Technologie ist ein Schlüsselelement unserer Strategie. Wir haben in der Gruppe mehr als 800 KI-Anwendungsfälle in Produktion, um unseren Kunden neue Dienste zu bieten, die Sicherheit zu stärken und die Betriebsleistung zu verbessern. Unser Ziel ist, 2026 durch neue Einnahmen, Effizienzsteigerungen und ein verbessertes Risikomanagement 750 Mill. Euro an Wert zu schaffen. Natürlich werden alle Technologien inklusive KI in einem sicheren Umfeld mit strengen Kontrollen in jeder Phase eingesetzt.

Im Interview: Lars Machenil

Das Interview führte Gesche Wüpper.


Zur Person

Dass er einmal Finanzchef einer der größten Banken Europas werden würde, hätte sich Lars Machenil früher sicher nicht träumen lassen. Denn eigentlich hat der 56-jährige Elektrotechnik-Ingenieur nach seinem Studium in Atomwissenschaften promoviert. Seine erste Erfahrung in der Bankenwelt machte der Belgier dann im Alter von 25 Jahren während eines Praktikums bei J.P. Morgan.

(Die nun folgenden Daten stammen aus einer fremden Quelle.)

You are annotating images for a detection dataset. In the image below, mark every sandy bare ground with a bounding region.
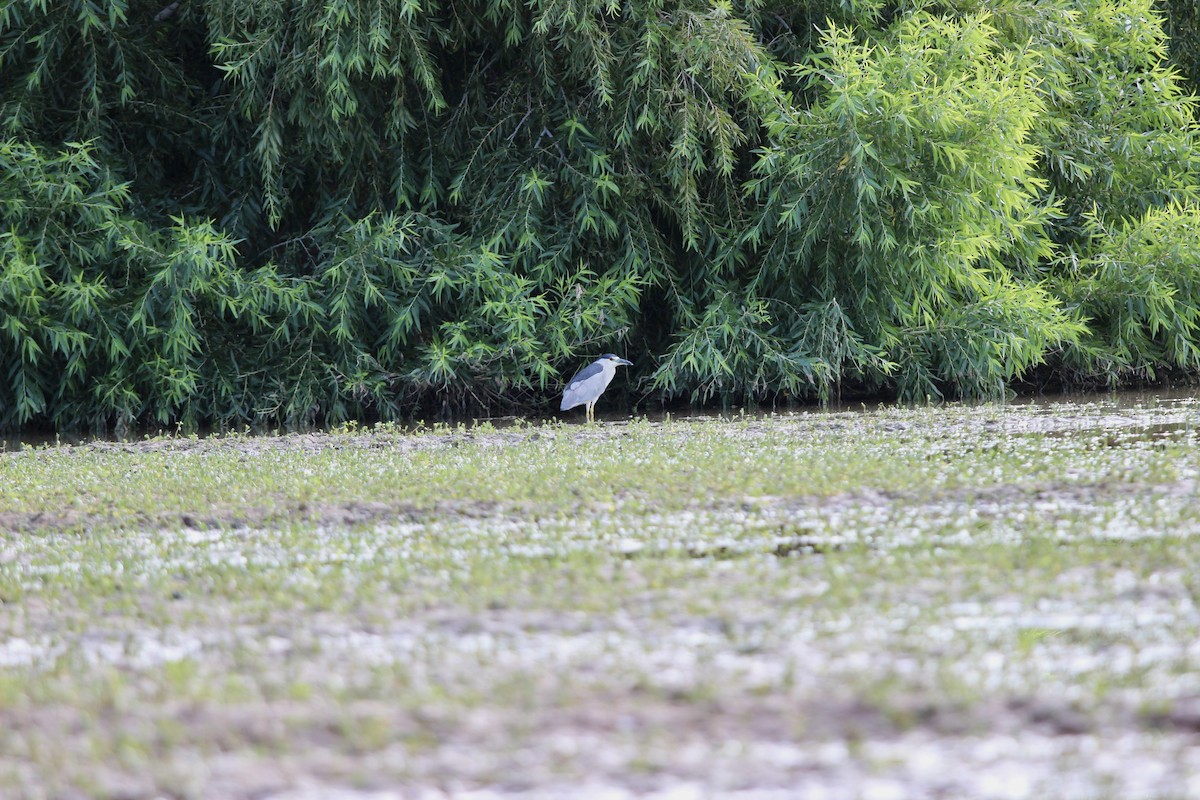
[0,402,1200,800]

Die Bank hatte ihn damals quasi am Ausgang des Forschungszentrums rekrutiert, in dem Machenil damals in den USA tätig war. J.P. Morgan habe damals regelmäßig junge Mitarbeiter von Forschungszentren angeworben, berichtete er einmal. Durch das Interesse der US-Bank wurde Machenil damals klar, dass ihm als Atomwissenschaftler nicht nur die Türen in Forschung und Industrie offen standen.

Seine berufliche Karriere begann er dann bei Procter & Gamble. Nach zwei Jahren wechselte er zu McKinsey. Die Unternehmensberatung schickte ihn als Berater zur Fortis Bank, die ihn im Jahr 2000 abwarb. Für die Finanzabteilung der 2009 von BNP Paribas übernommenen belgischen Bank war der begeisterte Skifahrer in verschiedenen Funktionen in den Benelux-Ländern, Polen und der Türkei tätig, bevor er 2009 zum Finanzchef aufstieg. 2012 dann wurde er von BNP Paribas zum Finanzchef der gesamten Gruppe ernannt.